On Nov. 8, people in Mississippi will cast their vote on the Personhood Amendment, which will decide whether life begins at conception or at birth, according to CNN. The Mississippi Supreme Court ruled 7-2 against abortion-rights groups, which wanted to block the possible amendment to the state’s constitution from ever appearing on the November ballot. The court said it is the citizens’ right to amend their state constitution, and a challenge to the amendment would be possible only when and if the proposed change becomes law. The amendment, also known as Measure 26, would extend “personhood” to the unborn, making abortions in the state illegal.

Put out or pay up

A woman in France successfully sued her now-ex-husband and was awarded close to $15,000 after she claimed the couple’s divorce was caused by his inactivity in the bedroom during their 21-year marriage, the London Telegraph reported. The judge assigned to the case referred to article 215 of France’s civil code, which binds married couples to a “shared communal life.” The judge believed that sexual relations are an integral part of a marriage. The ex-husband cited “tiredness and health problems” as reasons why he was not having sex with his wife.
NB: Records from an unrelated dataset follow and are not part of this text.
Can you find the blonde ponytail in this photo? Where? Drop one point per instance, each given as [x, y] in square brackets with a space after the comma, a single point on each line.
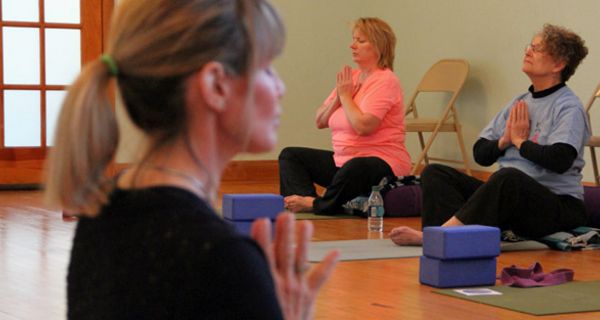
[85, 142]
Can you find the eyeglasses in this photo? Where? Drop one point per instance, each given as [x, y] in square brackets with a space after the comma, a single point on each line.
[537, 48]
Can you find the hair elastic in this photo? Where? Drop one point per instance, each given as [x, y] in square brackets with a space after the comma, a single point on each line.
[111, 64]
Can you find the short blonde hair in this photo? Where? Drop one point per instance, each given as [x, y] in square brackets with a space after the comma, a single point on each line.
[156, 45]
[380, 34]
Bonnie and Clyde reimagined

Leah Gibbs’ first date with Adam Minton probably didn’t go as well as she’d hoped. According to Time Magazine, the young Welsh couple met on Facebook and he invited her over to his house to watch some movies. Upon her arrival, he asked her to drive him to his friend’s for a short visit. She dropped him off at a mall parking lot, and he returned minutes later, knife and bag of money in hand, running and ordering her to drive back to his place. The police quickly found the two, and accused Minton of robbing a betting shop and Gibbs of being his accomplice. She spent a night in a jail cell until Minton confessed that he acted alone. He was handed a four-and-a-half year jail sentence.

Dressed to kill
Norwegian bomber Anders Behring Breivik insists on wearing Lacoste polos and sweaters on his visits in and out of prison, and the French fashion house is calling it a “PR nightmare.” Breivik killed 77 people in Oslo and on the nearby island of Utoya on July 22 in a shooting spree and bombing, which makes him the least sought after spokesperson for any company. Lacoste’s trademark crocodile logo can be seen on widely circulated photos of Breivik in the back of a police van in which he is wearing a bright red sweater. Lacoste executives have asked Oslo police to forbid Breivik from wearing their clothes, reported the London Telegraph. Breivik has said that wearing Lacoste makes it possible for him to “act as an educated European of the conservative character.”